A few days ago on TOP, Mike Johnston wrote:
Here's one small way that smartphones are better cameras than other cameras, which no one seems to ever talk about. What if you see—recognize—pictures better on a screen than through a squinty eyepiece viewfinder? ... it's perilous to my ego to consider that I might "see" (compose) better with a flat screen than with a more lifelike and dimensional eyepiece view ... because they tend to "flatten" the scene, that is, make it look more two-dimensional rather than three-dimensional, which (I suspect) aids me in visualizing what the picture will look like as ink on paper.

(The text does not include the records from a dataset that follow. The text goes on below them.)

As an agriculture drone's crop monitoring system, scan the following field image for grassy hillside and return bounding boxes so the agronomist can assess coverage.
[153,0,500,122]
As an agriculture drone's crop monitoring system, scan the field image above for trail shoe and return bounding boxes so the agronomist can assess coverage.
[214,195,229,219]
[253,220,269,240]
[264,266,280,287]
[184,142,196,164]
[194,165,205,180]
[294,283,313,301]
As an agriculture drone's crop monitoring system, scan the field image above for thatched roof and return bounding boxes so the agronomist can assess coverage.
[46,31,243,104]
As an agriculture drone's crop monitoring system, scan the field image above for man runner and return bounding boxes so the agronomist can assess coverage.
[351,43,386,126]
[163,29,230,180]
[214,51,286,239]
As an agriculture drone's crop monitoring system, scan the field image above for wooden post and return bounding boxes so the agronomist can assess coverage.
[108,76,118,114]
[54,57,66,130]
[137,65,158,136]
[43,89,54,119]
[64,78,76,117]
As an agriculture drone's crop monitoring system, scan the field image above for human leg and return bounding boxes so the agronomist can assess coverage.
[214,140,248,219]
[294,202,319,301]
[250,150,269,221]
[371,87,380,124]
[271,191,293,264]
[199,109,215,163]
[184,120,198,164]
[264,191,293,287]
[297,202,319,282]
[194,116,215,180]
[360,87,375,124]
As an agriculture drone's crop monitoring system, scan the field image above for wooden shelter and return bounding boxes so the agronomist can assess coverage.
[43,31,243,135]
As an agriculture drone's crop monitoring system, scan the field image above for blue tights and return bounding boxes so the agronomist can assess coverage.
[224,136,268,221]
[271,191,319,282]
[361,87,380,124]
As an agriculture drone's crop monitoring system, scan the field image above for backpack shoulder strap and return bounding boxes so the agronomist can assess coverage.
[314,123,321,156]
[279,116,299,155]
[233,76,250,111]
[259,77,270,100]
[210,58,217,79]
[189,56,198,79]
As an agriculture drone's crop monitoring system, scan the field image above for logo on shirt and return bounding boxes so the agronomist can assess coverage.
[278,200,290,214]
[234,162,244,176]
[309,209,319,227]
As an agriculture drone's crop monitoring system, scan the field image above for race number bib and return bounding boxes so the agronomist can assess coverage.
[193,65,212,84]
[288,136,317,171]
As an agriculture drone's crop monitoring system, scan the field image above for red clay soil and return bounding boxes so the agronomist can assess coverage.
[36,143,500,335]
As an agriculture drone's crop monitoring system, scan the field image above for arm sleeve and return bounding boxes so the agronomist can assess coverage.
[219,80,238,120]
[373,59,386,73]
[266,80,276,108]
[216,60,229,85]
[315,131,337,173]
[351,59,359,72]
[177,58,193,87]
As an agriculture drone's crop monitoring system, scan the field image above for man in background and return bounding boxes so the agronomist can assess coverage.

Ever since I purchased my first Olympus (E-P1) digital camera, I have been using the LCD display as my sole picture making reference. Even with my purhchase of an Olympus OM-D series camera, I still use LCD displays as my primary picture making reference - although, I do use the EVF for fast moving sports (hockey) picturing. I use the LCD display for the very reason Johnston mentions, its flattening effect.
FYI, I should write that, in my commercial picture making life, I spent a lot of time under a focusing cloth, both for my 4x5 and my 8x10 view cameras. In addition, I also spent considerable time looking down onto the viewing / focusing screen of various medium format SLRS. In each case I experienced a heightened awareness - relative to OVF viewing - of a picture's structure (some might say,"composition").
Why is the flattening effect so important to my picture making? The simplest answer is that printed pictures - why make pictures if not for printing them? - are flat 2D objects. And, that intrinsic characteristic (together with my eye and sensibilities) dictates and directs my attention - both in picture making and picture viewing - to a picture's form, i.e. the manner of arranging and coordinating parts for a pleasing or effective result.
Consequently, I perfer the 2D experience, as viewed on an LCD display, in the making of my pictures.
RE: Johnston's statement, "...one small way that smartphones are better cameras than other cameras, which no one seems to ever talk about. iMo, the reason no one talks about the flattening effect of viewing a referent on a display / focusing screen is quite simple ... very few picture makers, even "serious" ones, think of or perceive printed pictures as 2D objects. For most, a picture is a window which allows a viewer to perceive, albeit faux, a 3d world.